Nella richiamata sentenza la Cassazione aveva affermato, riconoscendo il potere del giudice di autorizzare il tutore di una persona interdetta in persistente stato vegetativo a interrompere i trattamenti che la tengono artificialmente in vita, che “chi versa in stato vegetativo permanente è, a tutti gli effetti persona in senso  pieno, che deve  essere  rispettata  e tutelata nei suoi diritti fondamentali, a partire dal diritto alla vita e da quello alle prestazioni sanitarie, a maggior ragione  perché  in  condizioni di estrema debolezza e non in grado di provvedervi autonomamente. La tragicità estrema di tale stato  patologico, che è parte costitutiva  della  biografia  del  malato  e che nulla  toglie  alla sua dignità di essere umano, non giustifica in alcun modo un affievolimento delle cure e del sostegno solidale, che il Servizio sanitario deve continuare a offrire e che il malato, al pari di ogni altro appartenente al consorzio umano, ha diritto di pretendere fino al sopraggiungere della morte”.

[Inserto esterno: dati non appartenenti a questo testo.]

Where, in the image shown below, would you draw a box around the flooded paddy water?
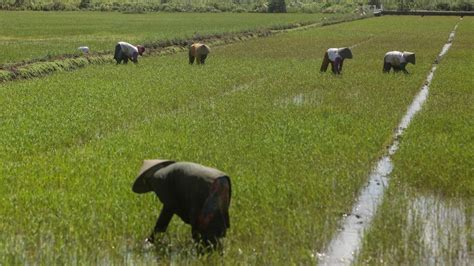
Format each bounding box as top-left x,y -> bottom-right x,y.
316,18 -> 468,265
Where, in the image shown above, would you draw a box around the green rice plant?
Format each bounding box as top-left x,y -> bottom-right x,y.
359,18 -> 474,265
0,11 -> 342,64
0,17 -> 457,264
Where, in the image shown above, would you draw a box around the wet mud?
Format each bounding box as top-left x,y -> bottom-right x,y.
316,19 -> 460,265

“La comunità – prosegue la sentenza - deve mettere a  disposizione  di chi ne ha bisogno e lo  richiede tutte le migliori cure e i presidi che la scienza medica è in grado di apprestare per affrontare la lotta per restare in vita, a prescindere da quanto la vita sia precaria  e  da quanta speranza vi sia di recuperare le funzioni cognitive”. 

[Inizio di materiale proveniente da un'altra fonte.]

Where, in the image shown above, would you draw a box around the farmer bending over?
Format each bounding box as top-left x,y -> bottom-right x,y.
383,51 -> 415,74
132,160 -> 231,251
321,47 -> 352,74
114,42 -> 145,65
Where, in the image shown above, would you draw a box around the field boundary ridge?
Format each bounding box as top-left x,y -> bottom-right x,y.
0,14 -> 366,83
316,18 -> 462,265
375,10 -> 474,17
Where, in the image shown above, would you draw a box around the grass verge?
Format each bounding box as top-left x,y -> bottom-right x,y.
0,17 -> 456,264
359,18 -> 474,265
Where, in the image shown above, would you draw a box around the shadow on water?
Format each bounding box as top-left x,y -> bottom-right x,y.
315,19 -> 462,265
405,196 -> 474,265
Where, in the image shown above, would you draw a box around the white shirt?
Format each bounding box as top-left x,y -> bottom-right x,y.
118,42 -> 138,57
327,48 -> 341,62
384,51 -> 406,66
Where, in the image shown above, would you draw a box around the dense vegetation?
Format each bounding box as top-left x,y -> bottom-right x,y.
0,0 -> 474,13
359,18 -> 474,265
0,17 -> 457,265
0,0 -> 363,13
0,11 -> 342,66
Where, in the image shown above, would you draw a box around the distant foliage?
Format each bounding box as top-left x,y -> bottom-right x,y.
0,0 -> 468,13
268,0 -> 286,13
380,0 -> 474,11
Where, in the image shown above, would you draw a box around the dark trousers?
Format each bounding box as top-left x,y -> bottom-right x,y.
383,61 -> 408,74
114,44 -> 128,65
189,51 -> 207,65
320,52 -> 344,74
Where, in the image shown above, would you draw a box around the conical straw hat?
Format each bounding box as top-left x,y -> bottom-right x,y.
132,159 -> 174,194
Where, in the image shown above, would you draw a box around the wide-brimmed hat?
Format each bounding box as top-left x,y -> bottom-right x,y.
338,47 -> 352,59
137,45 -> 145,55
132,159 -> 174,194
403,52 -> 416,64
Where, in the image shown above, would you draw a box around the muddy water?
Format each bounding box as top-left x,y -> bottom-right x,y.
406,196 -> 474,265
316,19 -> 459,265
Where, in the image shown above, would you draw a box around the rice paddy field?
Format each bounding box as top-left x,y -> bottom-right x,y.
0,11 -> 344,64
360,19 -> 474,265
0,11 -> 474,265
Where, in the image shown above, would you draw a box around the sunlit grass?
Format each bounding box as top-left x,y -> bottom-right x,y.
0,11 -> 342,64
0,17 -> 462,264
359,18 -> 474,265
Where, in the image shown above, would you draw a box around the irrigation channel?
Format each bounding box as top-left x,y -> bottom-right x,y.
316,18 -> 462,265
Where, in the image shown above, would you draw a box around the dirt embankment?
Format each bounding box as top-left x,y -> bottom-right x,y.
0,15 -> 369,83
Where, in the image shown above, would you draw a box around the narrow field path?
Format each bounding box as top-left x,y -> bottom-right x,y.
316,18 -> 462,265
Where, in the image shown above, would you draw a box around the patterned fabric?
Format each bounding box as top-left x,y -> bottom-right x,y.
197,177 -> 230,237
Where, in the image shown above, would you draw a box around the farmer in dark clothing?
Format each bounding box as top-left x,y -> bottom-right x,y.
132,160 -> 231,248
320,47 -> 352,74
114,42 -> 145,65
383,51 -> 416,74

Queste condizioni secondo la Cassazione le “reclamano tanto l'idea di una universale eguaglianza tra gli esseri umani quanto l'altrettanto universale dovere  di  solidarietà  nei confronti di coloro che  tra essi sono i soggetti più fragili”.

Per la Cassazione “la considerazione secondo cui anche chi versi in stato vegetativo è persona in senso pieno porta a concludere che anche rispetto a tale condizione  la ‘non  vita’ non possa essere qualificata bene della vita il che porta a escludere in radice la configurabilità del danno ingiusto, come affermato dalle sezioni unite”.

Il Servizio sanitario nazionale deve quindi continuare a offrire al malato tutte le cure e il sostegno di cui ha bisogno fino alla morte, come per ogni altro essere umano.

Né conta secondo la Cassazione la precarietà della condizione della sua esistenza o la speranza di vita o ancora la speranza che la persona possa recuperare le funzioni cognitive: il Servizio sanitario deve mettere a sua disposizione tutte le migliori cure e i presidi che la scienza medica è in grado di fornire.

La Cassazione conclude l’ordinanza rigettando il ricorso principale e i ricorsi incidentali dell’azienda sanitaria e dei medici e dà atto della sussistenza dei presupposti per il versamento da parte loro dell'ulteriore  importo a titolo di contributo unificato uguale a quello dovuto per Il ricorso principale e per il ricorso incidentale.